Monday, May 30, 2016

Remembering The Men And Women Who Paid the Ultimate Price




As I bicycled 100 miles to remember our nation's war dead, I flipped through my memory files and thought about that high school paper I did on the Gulf of Tonkin skirmish in southeast Asia that our nation's president and Congress used to justify entering the war in Vietnam.

I remember driving to eight flag planting ceremonies in tiny little villages in my home county of Rockland County outside New York City when I worked for the Journal-News in Rockland.

I also rolled back in time and thought about the story I did for the Middletown Times Herald-Record on a former West Pointer who was killed in "Operation Desert Shield" some 25 years ago.

And I think about the wounded warriors with arms and legs blown off but with enough guts and drive to pedal crafted bicycles, trikes and quads up hills and off road.

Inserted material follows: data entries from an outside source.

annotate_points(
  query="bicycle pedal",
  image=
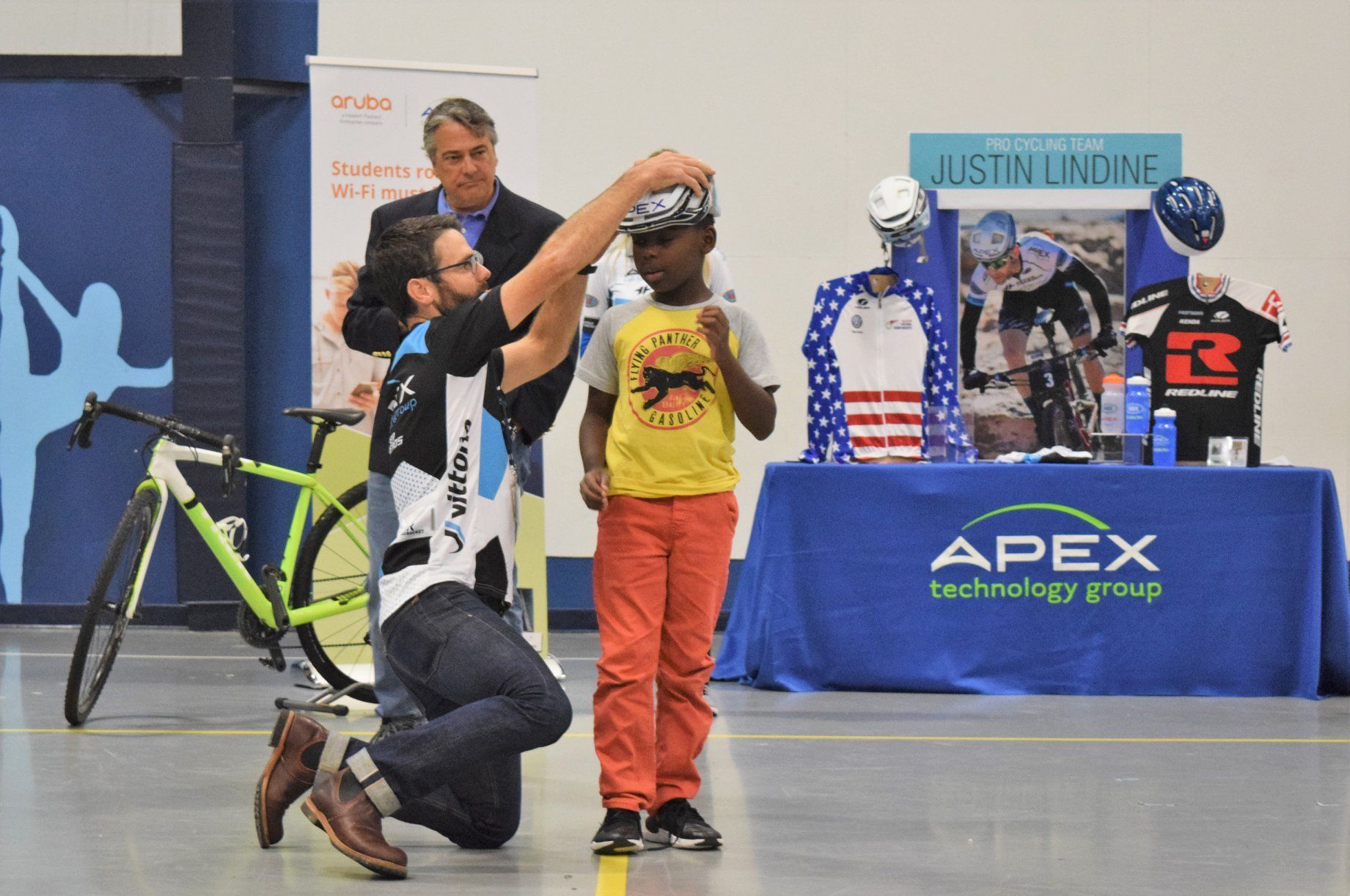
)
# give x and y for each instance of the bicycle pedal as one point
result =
(274, 660)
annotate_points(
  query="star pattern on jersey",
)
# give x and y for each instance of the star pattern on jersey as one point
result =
(826, 422)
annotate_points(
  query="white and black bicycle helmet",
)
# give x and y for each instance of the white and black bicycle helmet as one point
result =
(672, 207)
(898, 210)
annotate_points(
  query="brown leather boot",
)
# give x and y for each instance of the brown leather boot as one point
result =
(285, 779)
(353, 826)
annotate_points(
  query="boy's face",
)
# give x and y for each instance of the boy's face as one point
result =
(669, 258)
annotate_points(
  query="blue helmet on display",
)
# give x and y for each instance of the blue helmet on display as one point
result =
(994, 236)
(1189, 215)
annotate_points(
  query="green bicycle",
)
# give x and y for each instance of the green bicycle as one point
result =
(319, 589)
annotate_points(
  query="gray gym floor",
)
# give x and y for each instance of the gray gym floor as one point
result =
(815, 793)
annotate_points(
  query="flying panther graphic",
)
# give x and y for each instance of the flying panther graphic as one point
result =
(686, 370)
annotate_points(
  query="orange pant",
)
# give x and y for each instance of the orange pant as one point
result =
(659, 578)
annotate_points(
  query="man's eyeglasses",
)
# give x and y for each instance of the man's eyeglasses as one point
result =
(469, 263)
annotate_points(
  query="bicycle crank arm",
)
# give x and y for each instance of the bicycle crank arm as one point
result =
(271, 576)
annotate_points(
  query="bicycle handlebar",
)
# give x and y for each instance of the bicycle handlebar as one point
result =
(93, 409)
(1087, 353)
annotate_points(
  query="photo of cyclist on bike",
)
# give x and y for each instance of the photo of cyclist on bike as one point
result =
(1037, 282)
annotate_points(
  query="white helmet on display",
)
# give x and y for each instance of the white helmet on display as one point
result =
(898, 210)
(994, 236)
(672, 207)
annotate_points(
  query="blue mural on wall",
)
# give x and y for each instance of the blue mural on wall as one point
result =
(85, 305)
(35, 405)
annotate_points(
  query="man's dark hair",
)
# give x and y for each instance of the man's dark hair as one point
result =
(407, 251)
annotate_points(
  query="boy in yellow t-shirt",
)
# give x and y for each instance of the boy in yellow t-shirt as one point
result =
(669, 377)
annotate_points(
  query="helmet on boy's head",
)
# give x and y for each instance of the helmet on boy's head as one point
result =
(1189, 215)
(672, 207)
(994, 236)
(898, 210)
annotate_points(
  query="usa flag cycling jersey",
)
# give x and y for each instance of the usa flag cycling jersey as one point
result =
(875, 364)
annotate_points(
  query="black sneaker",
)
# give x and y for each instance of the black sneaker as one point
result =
(621, 833)
(679, 825)
(390, 727)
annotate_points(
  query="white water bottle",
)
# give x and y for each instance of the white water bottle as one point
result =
(1137, 405)
(1112, 405)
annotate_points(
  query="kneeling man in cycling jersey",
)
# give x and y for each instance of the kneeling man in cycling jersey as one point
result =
(488, 695)
(1035, 274)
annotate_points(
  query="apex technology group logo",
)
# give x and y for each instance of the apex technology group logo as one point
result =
(1087, 555)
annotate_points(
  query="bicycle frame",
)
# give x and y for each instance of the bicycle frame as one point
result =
(165, 477)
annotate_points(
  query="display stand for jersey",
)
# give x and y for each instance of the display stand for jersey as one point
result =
(1205, 347)
(871, 385)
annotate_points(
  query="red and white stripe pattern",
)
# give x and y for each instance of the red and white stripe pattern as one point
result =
(882, 422)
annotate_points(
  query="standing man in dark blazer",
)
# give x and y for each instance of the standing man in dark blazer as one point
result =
(461, 141)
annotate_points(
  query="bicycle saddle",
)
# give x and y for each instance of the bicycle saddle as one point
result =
(338, 416)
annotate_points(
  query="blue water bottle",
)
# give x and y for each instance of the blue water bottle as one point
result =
(1164, 438)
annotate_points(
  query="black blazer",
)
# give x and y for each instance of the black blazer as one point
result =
(513, 234)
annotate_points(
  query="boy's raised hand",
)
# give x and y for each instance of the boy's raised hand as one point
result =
(595, 489)
(714, 327)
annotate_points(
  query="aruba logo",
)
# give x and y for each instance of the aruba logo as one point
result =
(367, 101)
(1068, 552)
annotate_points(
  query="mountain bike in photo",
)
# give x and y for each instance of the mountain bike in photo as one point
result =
(1068, 412)
(318, 589)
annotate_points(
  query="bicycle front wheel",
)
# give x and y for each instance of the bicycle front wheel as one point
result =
(334, 560)
(1061, 425)
(107, 609)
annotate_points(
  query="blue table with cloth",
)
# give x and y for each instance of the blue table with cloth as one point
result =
(1044, 579)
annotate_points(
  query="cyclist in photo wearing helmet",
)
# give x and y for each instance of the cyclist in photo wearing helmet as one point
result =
(670, 375)
(1033, 273)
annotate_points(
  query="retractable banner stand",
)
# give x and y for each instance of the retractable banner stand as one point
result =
(366, 150)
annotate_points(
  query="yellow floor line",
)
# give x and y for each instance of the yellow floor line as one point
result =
(613, 876)
(969, 738)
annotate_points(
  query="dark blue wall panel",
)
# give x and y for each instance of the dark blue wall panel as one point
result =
(88, 186)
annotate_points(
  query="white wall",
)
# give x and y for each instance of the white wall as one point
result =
(804, 106)
(91, 27)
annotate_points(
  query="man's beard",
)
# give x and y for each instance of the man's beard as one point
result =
(449, 300)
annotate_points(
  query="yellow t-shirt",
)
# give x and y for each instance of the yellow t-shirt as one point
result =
(672, 427)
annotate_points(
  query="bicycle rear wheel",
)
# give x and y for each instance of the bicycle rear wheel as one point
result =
(106, 610)
(334, 560)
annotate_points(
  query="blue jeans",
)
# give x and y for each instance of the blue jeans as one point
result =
(489, 698)
(381, 526)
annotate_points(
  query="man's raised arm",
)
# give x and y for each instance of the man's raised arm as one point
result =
(586, 234)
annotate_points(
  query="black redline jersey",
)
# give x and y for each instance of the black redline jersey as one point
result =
(1206, 356)
(452, 481)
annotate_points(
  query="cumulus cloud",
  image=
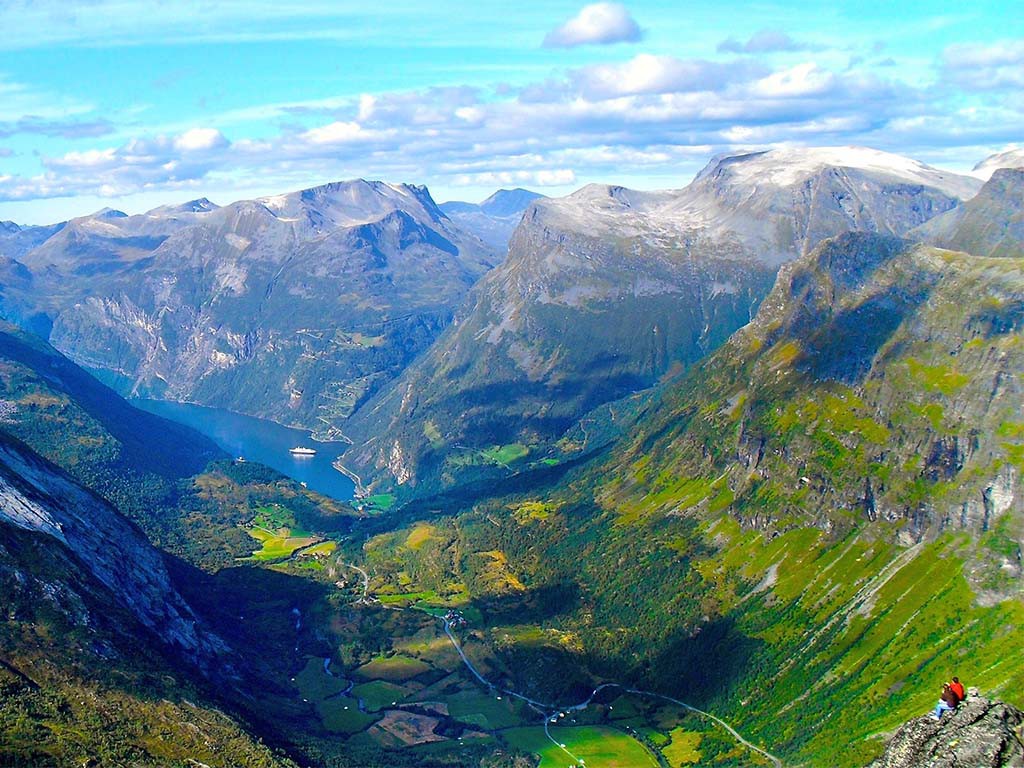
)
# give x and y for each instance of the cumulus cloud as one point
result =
(551, 177)
(764, 41)
(649, 74)
(200, 139)
(597, 24)
(652, 116)
(985, 67)
(62, 128)
(164, 162)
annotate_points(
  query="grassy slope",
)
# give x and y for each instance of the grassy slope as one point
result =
(805, 535)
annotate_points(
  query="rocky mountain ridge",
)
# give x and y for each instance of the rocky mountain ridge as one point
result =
(608, 289)
(494, 219)
(981, 733)
(295, 307)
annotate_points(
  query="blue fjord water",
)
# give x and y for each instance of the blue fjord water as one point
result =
(263, 441)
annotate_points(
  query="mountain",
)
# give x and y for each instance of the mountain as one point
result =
(496, 218)
(95, 631)
(1008, 159)
(608, 289)
(295, 307)
(800, 535)
(991, 223)
(173, 482)
(980, 733)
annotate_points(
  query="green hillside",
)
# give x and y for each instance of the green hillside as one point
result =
(804, 535)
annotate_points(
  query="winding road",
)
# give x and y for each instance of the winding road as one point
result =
(551, 712)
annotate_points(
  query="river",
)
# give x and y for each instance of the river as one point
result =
(263, 441)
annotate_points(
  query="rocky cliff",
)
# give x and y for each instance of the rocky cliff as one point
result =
(36, 496)
(606, 290)
(295, 307)
(991, 223)
(981, 733)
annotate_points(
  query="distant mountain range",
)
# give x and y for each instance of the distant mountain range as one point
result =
(608, 289)
(496, 218)
(755, 444)
(295, 307)
(354, 308)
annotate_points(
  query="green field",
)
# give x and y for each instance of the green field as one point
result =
(393, 669)
(342, 715)
(379, 694)
(594, 744)
(472, 706)
(505, 454)
(278, 545)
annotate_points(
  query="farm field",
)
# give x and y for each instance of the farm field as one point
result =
(596, 745)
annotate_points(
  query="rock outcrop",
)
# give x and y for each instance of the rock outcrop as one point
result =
(981, 733)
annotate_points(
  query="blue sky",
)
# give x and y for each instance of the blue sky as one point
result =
(133, 104)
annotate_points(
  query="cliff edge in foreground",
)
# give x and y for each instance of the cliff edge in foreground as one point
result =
(980, 734)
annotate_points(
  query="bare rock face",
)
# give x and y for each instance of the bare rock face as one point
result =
(980, 734)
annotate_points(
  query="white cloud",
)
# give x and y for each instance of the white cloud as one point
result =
(649, 74)
(600, 24)
(985, 67)
(337, 133)
(803, 80)
(646, 116)
(200, 139)
(552, 177)
(764, 41)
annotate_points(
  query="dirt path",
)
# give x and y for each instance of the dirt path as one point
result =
(552, 712)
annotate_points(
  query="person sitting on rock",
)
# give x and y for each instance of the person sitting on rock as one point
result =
(947, 702)
(957, 687)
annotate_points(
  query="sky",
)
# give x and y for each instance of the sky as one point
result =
(133, 104)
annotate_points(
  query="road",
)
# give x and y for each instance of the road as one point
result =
(552, 712)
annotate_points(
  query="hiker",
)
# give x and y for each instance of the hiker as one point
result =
(947, 702)
(957, 687)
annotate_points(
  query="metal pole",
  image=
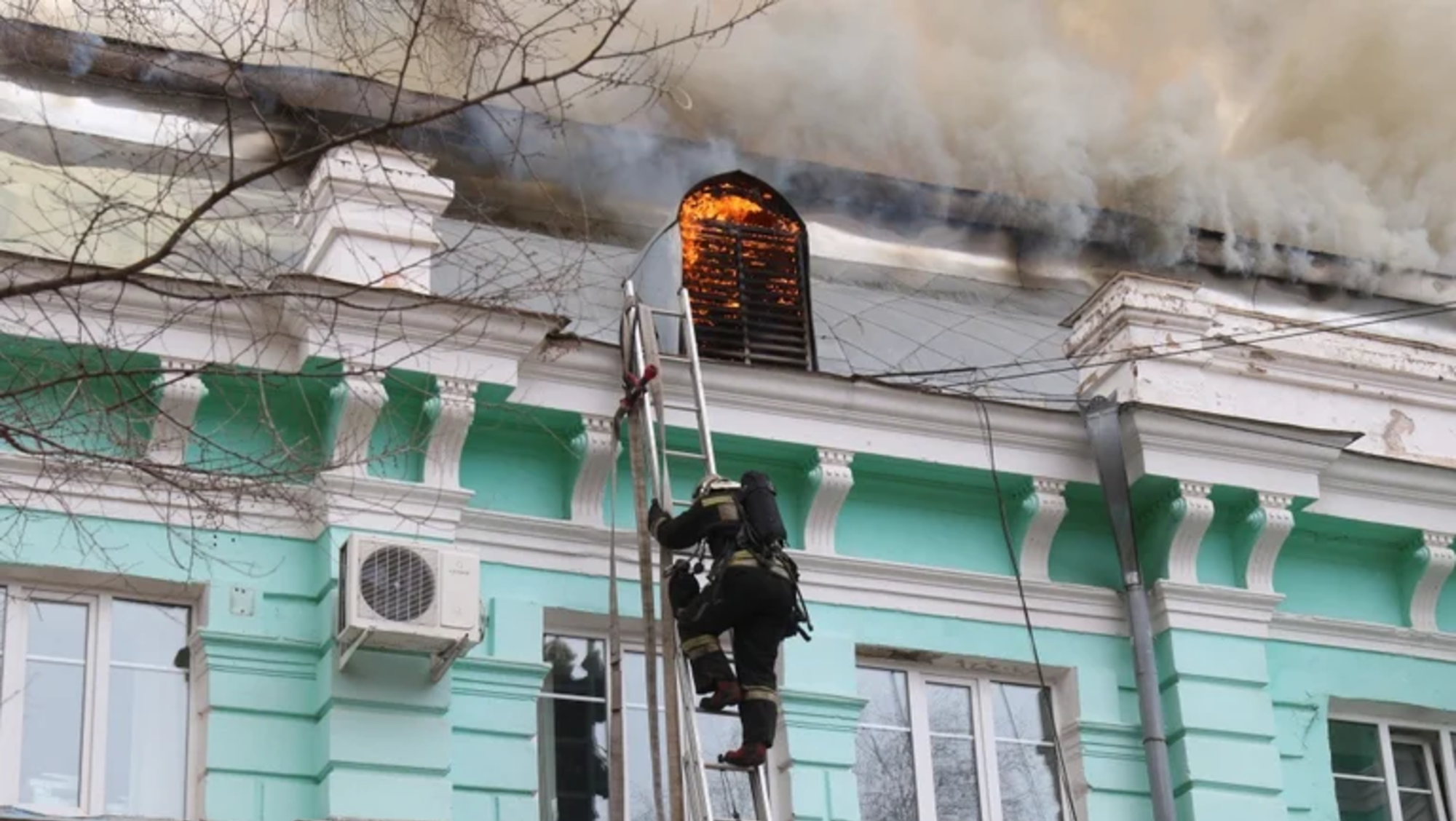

It was a brutally hot day out there on A1A as I biked from Vero Beach up to Melbourne and the last of the three bridges -- the Pineda bridge.


I checked the Eau Gallie arts district. It was quiet except for Jaws.


Saw the Foosaner museum in Eau Gallie too.

At Mile 78, I stopped atop the Sebastian Inlet bridge.

I took my time going home. Had no choice when it's 98 degrees out there.